These docs are for Cribl Stream 4.5 and are no longer actively maintained.
See the latest version (4.11).
cribl.yml
cribl.yml contains settings for configuring API and other system properties.
$CRIBL_HOME/default/cribl/cribl.yml
api: # [object]
host: # [string] Address to bind to. Defaults to 0.0.0.0.
port: # [number] Port to listen to. Defaults to 9000.
retryCount: # [number] Number of times to retry binding to API port. Defaults to 120.
retrySleepSecs: # [number] Period, in seconds, between consecutive port binding retries. Defaults to 5.
baseUrl: # [string] URL base path from which to serve all assets (useful when behind a proxy).
disabled: # [boolean] Flag to enable/disable local UI access. Defaults to false.
workerRemoteAccess: # [boolean] Enable teleporting to Worker Nodes'. Defaults to false.
revokeOnRoleChange: # [boolean] Log users out when their roles change. Defaults to true.
authTokenTTL: # [number] How long (in seconds) authentication tokens remain valid. Default is 1 hr.; minimum is 1 sec.'
idleSessionTTL: # [number] How long (in seconds) Cribl Stream will observe no user interaction before invalidating user's session tokens. Default is 1 hr.; minimum is 60 sec.
headers: # [object] Custom HTTP headers to be sent with every response.
loginRateLimit: # [string] Rate limit, expressed as maximum number of requests per interval (second, minute, hour, day). E.g., 3/second, 5/minute.

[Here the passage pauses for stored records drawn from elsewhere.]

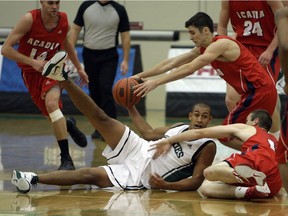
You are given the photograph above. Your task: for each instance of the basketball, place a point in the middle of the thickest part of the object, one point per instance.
(123, 92)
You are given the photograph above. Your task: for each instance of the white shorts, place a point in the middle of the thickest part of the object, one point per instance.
(128, 161)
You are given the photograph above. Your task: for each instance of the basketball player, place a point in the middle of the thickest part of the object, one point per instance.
(254, 26)
(232, 61)
(130, 165)
(282, 150)
(40, 34)
(254, 170)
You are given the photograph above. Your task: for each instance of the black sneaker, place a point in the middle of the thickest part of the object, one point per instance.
(66, 163)
(96, 135)
(78, 137)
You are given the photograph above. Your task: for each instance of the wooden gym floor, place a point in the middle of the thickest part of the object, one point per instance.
(27, 144)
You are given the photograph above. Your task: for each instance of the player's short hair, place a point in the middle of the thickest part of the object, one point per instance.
(200, 20)
(264, 118)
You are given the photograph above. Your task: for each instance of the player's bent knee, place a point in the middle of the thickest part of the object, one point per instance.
(56, 115)
(209, 173)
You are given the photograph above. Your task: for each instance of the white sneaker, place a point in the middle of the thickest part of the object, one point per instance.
(23, 180)
(54, 68)
(250, 176)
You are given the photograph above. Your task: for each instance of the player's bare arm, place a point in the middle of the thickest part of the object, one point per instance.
(74, 33)
(214, 50)
(240, 131)
(223, 18)
(125, 41)
(21, 28)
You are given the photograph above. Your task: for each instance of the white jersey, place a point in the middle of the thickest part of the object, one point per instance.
(179, 162)
(130, 164)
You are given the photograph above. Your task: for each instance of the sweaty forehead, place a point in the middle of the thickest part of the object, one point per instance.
(201, 109)
(192, 29)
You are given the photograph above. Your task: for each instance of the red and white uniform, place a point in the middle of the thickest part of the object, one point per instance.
(250, 80)
(39, 43)
(282, 150)
(258, 152)
(253, 21)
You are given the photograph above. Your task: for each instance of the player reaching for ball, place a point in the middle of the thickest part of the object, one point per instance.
(123, 92)
(130, 164)
(40, 34)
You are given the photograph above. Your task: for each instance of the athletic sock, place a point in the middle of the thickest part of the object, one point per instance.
(240, 192)
(64, 148)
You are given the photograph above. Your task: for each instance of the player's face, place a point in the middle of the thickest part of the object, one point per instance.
(199, 117)
(196, 36)
(51, 7)
(248, 120)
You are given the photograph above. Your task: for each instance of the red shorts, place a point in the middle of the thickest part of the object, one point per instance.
(38, 86)
(282, 148)
(263, 98)
(274, 67)
(262, 162)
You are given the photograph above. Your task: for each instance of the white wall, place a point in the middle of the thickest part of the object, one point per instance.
(156, 15)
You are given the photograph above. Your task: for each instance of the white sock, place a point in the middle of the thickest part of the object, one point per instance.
(240, 192)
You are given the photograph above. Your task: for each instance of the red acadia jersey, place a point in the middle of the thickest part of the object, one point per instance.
(39, 43)
(253, 21)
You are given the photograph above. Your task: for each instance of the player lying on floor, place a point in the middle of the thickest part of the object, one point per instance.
(253, 173)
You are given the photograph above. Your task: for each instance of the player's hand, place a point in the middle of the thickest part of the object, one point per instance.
(38, 65)
(84, 77)
(161, 147)
(124, 67)
(157, 182)
(142, 89)
(265, 58)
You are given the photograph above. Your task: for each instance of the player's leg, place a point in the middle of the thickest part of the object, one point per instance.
(232, 97)
(110, 129)
(223, 190)
(221, 172)
(276, 120)
(282, 150)
(93, 175)
(59, 126)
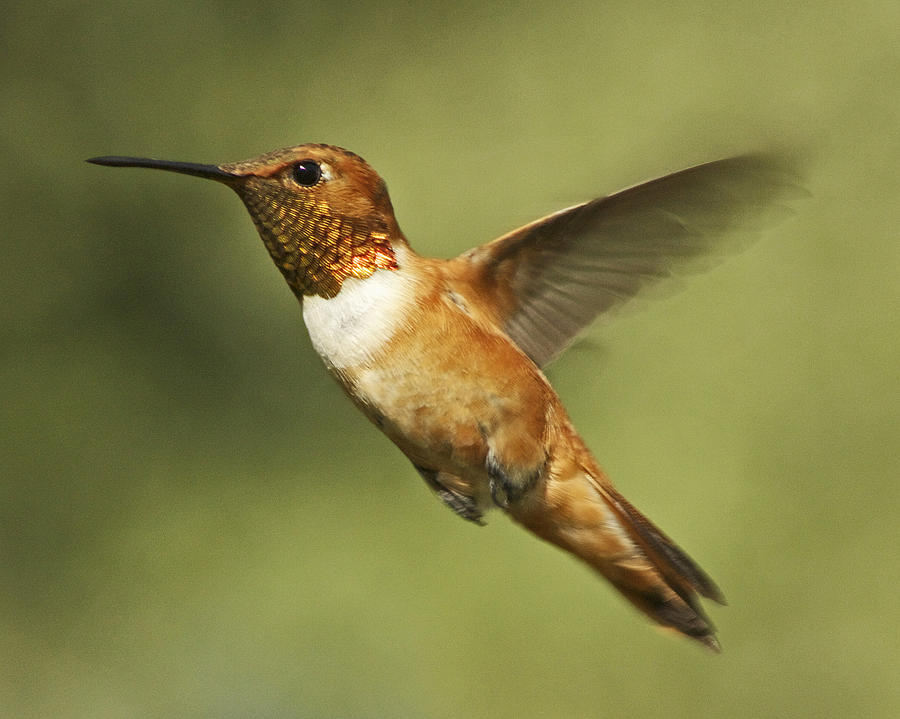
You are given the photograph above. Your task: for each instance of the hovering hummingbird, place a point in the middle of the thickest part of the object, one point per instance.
(445, 356)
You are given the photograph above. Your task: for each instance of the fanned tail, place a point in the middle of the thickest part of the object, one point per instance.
(589, 518)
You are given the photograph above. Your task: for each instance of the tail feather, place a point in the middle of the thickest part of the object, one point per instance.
(668, 556)
(589, 518)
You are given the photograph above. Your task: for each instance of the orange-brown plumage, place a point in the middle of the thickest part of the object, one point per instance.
(445, 356)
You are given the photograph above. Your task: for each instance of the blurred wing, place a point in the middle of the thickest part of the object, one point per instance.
(551, 278)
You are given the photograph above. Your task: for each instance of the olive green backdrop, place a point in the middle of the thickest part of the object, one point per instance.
(196, 523)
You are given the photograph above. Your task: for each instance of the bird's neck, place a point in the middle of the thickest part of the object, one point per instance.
(316, 248)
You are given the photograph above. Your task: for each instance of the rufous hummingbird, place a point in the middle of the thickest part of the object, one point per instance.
(445, 356)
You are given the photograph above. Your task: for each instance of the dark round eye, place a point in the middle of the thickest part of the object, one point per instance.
(306, 173)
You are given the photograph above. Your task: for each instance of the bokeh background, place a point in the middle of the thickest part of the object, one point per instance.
(195, 523)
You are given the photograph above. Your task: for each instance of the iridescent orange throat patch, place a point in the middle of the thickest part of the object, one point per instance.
(315, 248)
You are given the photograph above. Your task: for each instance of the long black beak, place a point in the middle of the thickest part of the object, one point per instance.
(210, 172)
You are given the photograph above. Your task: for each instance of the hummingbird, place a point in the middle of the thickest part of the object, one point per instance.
(447, 356)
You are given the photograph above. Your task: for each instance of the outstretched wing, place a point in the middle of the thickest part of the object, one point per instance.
(551, 278)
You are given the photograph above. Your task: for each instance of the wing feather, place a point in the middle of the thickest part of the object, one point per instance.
(553, 277)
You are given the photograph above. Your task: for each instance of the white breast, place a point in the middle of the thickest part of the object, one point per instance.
(349, 329)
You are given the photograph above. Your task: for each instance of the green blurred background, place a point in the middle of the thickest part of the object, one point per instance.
(196, 523)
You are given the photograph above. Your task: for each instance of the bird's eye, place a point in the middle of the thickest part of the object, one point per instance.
(306, 173)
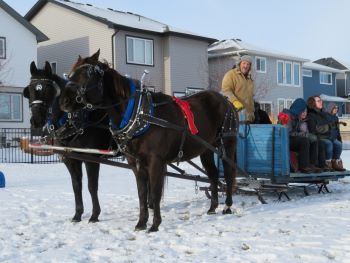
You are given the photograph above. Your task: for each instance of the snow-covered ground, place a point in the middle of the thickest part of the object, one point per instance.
(37, 204)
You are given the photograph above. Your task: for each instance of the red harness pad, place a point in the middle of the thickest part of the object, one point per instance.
(186, 110)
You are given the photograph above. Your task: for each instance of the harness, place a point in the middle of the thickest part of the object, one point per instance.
(139, 116)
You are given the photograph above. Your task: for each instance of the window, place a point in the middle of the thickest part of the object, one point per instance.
(284, 104)
(307, 73)
(179, 94)
(139, 51)
(266, 106)
(190, 91)
(260, 64)
(2, 47)
(288, 73)
(10, 107)
(326, 78)
(54, 67)
(296, 74)
(280, 72)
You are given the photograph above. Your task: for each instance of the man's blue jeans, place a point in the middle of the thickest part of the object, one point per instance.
(333, 148)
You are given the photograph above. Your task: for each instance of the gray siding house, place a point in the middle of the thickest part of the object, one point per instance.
(343, 78)
(277, 76)
(18, 48)
(176, 59)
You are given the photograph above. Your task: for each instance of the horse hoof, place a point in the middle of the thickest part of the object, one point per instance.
(153, 229)
(140, 227)
(227, 211)
(76, 219)
(93, 220)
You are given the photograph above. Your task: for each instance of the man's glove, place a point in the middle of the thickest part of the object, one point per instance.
(237, 104)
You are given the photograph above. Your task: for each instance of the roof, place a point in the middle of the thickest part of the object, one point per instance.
(334, 63)
(333, 98)
(237, 46)
(38, 34)
(118, 19)
(315, 66)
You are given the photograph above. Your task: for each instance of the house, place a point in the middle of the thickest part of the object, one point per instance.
(176, 59)
(277, 76)
(18, 48)
(319, 79)
(342, 79)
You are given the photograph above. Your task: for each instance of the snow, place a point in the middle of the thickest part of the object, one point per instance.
(38, 203)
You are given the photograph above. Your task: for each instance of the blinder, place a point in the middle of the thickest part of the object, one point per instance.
(91, 71)
(39, 88)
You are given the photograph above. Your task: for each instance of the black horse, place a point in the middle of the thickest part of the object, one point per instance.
(84, 129)
(152, 132)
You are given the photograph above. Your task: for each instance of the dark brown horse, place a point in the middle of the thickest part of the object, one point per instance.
(43, 93)
(166, 139)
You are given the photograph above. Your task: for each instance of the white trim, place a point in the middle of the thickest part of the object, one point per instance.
(307, 75)
(146, 53)
(256, 64)
(53, 62)
(328, 73)
(284, 72)
(3, 43)
(299, 73)
(11, 95)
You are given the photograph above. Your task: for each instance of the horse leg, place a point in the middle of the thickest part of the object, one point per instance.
(230, 175)
(156, 173)
(92, 170)
(207, 159)
(150, 198)
(75, 169)
(142, 188)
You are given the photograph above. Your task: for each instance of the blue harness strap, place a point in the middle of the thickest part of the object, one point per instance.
(130, 107)
(60, 122)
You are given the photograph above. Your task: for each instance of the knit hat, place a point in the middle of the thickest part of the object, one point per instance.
(246, 58)
(331, 106)
(297, 107)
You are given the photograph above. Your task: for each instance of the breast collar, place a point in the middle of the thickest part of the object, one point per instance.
(132, 123)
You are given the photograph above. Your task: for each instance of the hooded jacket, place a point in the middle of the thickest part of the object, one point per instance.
(318, 123)
(238, 87)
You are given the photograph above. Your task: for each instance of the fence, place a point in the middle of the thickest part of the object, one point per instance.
(10, 151)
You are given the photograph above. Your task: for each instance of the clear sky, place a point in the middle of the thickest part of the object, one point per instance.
(310, 29)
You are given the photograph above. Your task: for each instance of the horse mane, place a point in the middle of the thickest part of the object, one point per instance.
(112, 76)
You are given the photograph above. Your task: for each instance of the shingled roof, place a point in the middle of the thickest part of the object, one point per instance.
(118, 19)
(39, 35)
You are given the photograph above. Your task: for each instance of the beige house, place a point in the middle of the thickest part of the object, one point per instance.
(176, 59)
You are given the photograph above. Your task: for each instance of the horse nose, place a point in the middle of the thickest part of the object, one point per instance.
(71, 85)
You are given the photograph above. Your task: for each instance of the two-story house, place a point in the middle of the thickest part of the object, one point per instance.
(18, 48)
(176, 59)
(277, 76)
(343, 78)
(319, 79)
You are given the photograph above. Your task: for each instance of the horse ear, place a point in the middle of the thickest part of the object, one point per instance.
(48, 69)
(26, 92)
(96, 55)
(33, 68)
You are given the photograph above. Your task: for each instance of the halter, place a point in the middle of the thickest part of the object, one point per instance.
(39, 87)
(81, 92)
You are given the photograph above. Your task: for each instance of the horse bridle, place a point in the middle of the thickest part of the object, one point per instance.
(82, 90)
(39, 87)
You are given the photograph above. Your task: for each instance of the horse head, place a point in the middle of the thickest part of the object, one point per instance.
(85, 85)
(42, 91)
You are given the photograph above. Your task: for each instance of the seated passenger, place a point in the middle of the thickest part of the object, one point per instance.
(320, 123)
(300, 140)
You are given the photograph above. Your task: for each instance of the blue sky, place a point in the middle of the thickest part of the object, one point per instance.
(306, 28)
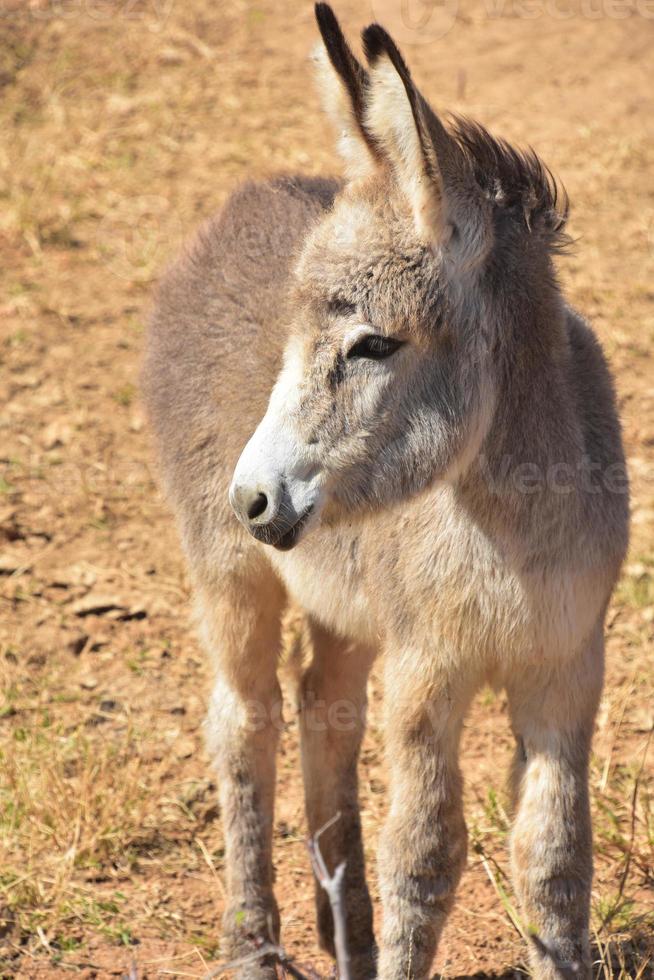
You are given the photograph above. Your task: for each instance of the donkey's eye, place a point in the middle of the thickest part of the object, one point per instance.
(374, 347)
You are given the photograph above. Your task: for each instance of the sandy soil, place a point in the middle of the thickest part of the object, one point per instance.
(124, 124)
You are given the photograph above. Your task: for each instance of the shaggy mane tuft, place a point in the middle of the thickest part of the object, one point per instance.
(513, 178)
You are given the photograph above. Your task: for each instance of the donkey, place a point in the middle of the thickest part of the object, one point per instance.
(432, 471)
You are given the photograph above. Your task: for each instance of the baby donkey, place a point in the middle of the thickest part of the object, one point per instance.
(432, 471)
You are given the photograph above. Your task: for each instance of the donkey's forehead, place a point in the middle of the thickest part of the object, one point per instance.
(365, 252)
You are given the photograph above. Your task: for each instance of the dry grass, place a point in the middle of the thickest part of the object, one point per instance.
(124, 133)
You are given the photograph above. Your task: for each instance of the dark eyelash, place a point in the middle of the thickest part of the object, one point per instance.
(340, 307)
(374, 347)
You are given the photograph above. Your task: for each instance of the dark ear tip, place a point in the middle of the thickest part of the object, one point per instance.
(376, 41)
(325, 15)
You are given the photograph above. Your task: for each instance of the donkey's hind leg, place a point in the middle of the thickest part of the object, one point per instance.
(332, 702)
(552, 713)
(240, 627)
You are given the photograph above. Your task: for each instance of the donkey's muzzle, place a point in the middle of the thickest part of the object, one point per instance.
(268, 514)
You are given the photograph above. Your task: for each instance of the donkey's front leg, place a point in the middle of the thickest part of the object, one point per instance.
(332, 701)
(552, 711)
(240, 625)
(423, 844)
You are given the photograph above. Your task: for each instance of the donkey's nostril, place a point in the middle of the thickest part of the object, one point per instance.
(258, 506)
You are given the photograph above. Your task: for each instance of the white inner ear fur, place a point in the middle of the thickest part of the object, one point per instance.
(390, 118)
(336, 104)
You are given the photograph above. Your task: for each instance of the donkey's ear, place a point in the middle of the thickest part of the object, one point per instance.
(342, 83)
(429, 165)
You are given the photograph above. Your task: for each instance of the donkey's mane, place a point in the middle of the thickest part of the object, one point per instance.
(512, 178)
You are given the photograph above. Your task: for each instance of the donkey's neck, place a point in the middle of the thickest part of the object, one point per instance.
(536, 435)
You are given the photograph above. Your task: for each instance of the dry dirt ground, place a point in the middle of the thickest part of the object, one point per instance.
(123, 124)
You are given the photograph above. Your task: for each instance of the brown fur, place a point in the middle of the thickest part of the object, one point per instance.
(459, 507)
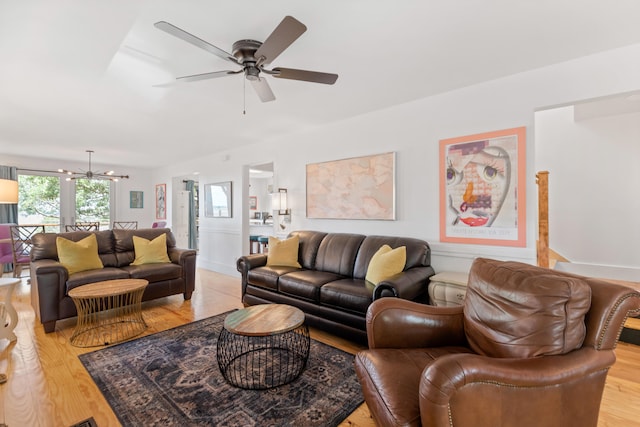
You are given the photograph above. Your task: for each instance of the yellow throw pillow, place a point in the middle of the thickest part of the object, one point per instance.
(79, 256)
(283, 253)
(150, 251)
(386, 262)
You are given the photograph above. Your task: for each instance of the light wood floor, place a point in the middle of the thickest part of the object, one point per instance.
(48, 386)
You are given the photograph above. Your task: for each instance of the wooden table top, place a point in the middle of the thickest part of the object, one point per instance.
(107, 288)
(264, 319)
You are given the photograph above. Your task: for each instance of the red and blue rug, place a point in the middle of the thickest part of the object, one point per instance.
(172, 379)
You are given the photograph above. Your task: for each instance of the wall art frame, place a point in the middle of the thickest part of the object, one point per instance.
(218, 200)
(136, 199)
(161, 201)
(354, 188)
(483, 188)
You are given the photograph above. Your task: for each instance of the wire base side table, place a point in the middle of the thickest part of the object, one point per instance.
(263, 346)
(108, 312)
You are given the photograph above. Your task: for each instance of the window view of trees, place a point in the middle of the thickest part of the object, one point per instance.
(92, 201)
(39, 200)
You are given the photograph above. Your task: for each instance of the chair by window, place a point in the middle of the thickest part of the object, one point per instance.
(21, 245)
(125, 225)
(6, 254)
(83, 226)
(529, 347)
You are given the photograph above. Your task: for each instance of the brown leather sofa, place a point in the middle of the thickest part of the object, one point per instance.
(330, 287)
(530, 347)
(51, 283)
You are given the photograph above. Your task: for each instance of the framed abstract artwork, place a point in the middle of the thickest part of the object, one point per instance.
(482, 188)
(355, 188)
(161, 201)
(136, 199)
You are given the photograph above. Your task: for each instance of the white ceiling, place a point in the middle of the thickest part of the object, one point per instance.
(79, 74)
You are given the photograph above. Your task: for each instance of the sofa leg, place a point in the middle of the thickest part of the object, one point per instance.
(49, 326)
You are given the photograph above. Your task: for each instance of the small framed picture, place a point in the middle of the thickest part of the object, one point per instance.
(136, 199)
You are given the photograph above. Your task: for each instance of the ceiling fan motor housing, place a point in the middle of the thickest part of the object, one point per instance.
(244, 51)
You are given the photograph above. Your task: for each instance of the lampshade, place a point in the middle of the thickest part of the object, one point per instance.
(279, 202)
(8, 191)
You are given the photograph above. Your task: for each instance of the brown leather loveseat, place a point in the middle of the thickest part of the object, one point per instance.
(530, 347)
(330, 285)
(51, 282)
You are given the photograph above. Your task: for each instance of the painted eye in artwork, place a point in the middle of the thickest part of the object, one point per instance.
(490, 173)
(453, 176)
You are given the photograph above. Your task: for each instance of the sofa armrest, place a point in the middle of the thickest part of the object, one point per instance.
(453, 382)
(248, 262)
(186, 258)
(48, 279)
(399, 323)
(409, 284)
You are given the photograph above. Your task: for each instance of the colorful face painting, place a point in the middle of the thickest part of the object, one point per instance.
(478, 181)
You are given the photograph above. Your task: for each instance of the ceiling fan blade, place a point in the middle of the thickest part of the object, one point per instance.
(263, 90)
(196, 77)
(307, 76)
(281, 38)
(196, 41)
(205, 76)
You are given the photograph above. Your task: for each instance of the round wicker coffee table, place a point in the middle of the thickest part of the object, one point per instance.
(108, 312)
(263, 346)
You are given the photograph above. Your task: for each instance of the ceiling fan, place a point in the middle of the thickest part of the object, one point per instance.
(89, 174)
(253, 56)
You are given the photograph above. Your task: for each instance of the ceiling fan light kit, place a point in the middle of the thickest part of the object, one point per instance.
(252, 56)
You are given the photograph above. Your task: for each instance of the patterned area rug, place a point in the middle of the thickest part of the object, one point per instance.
(172, 379)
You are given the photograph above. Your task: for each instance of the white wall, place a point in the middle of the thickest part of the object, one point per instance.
(594, 171)
(413, 131)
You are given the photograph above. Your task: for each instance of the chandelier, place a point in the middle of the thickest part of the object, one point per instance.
(89, 174)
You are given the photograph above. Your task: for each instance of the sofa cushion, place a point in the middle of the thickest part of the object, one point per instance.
(418, 252)
(78, 256)
(150, 251)
(123, 242)
(92, 276)
(305, 284)
(347, 294)
(154, 272)
(385, 263)
(337, 253)
(283, 253)
(267, 277)
(543, 309)
(309, 244)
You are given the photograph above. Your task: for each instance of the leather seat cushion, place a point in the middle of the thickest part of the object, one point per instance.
(306, 284)
(392, 378)
(154, 272)
(347, 294)
(513, 309)
(98, 275)
(267, 277)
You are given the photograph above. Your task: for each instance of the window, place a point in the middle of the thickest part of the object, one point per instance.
(39, 201)
(93, 201)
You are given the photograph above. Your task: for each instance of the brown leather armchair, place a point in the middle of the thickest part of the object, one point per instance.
(530, 347)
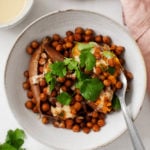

ssoRateLimit: # [string] Rate limit for SSO and SLO callback endpoints. Expressed as maximum number of requests per second, minute, hour, or day, e.g., 3/second, 5/minute. When limit is reached, the Cribl Stream sends 429 Too Many Requests HTTP responses.
apiCache: # [object] Toggle to 'No' to disable caching of browser's frequent API requests. (Can slow the UI's response time.)
ssl: # [object] SSL Settings
disabled: # [boolean] SSL is enabled by default.
privKeyPath: # [string] Path to private key.
certPath: # [string] Path to certificate.
auth: # [object] Authentication Settings
type: # [string] Type - Select one of the supported authentication providers.
# -------------- if type is ldap ---------------
secure: # [boolean] Secure - Enable to use a secure ldap connection (ldaps://), disable for unsecure (ldap://) connection.
ldapServers: # [array of strings] LDAP servers - List of LDAP servers, each entry should contain host:port (e.g., localhost:389)
bindDN: # [string] Bind DN - Distinguished name of entity to authenticate with LDAP server, e.g., 'cn=admin,dc=example,dc=org'
bindCredentials: # [string] Password - Distinguished Name password used to authenticate with LDAP server
searchBase: # [string] User search base - Starting point to search LDAP for users, e.g., 'dc=example,dc=org'
usernameField: # [string] Username field - LDAP user search field, e.g. cn or uid
searchFilter: # [string] User search filter - LDAP search filter to apply when finding user, e.g. (&(group=admin)(!(department=123*)))
groupSearchBase: # [string] Group search base - Starting point to search LDAP for groups, e.g., 'dc=example,dc=org'
groupMemberField: # [string] Group member field - LDAP group search field, e.g. member
groupSearchFilter: # [string] Group search filter - LDAP search filter to apply when finding group, e.g. (&(cn=cribl*)(objectclass=group))
groupField: # [string] Group name field - LDAP group field, e.g. cn
connectTimeout: # [number] Connection timeout (ms)
rejectUnauthorized: # [boolean] Reject unauthorized - Valid for secure LDAP connections, set true to reject unauthorized server certificates.
fallback: # [boolean] Fallback on fatal error - Attempt local authentication if LDAP authentication is down or mis-configured. Defaults to false.
groups: # [object]
default: # [string] Default role - Default role assigned to groups not explicitly mapped to a role.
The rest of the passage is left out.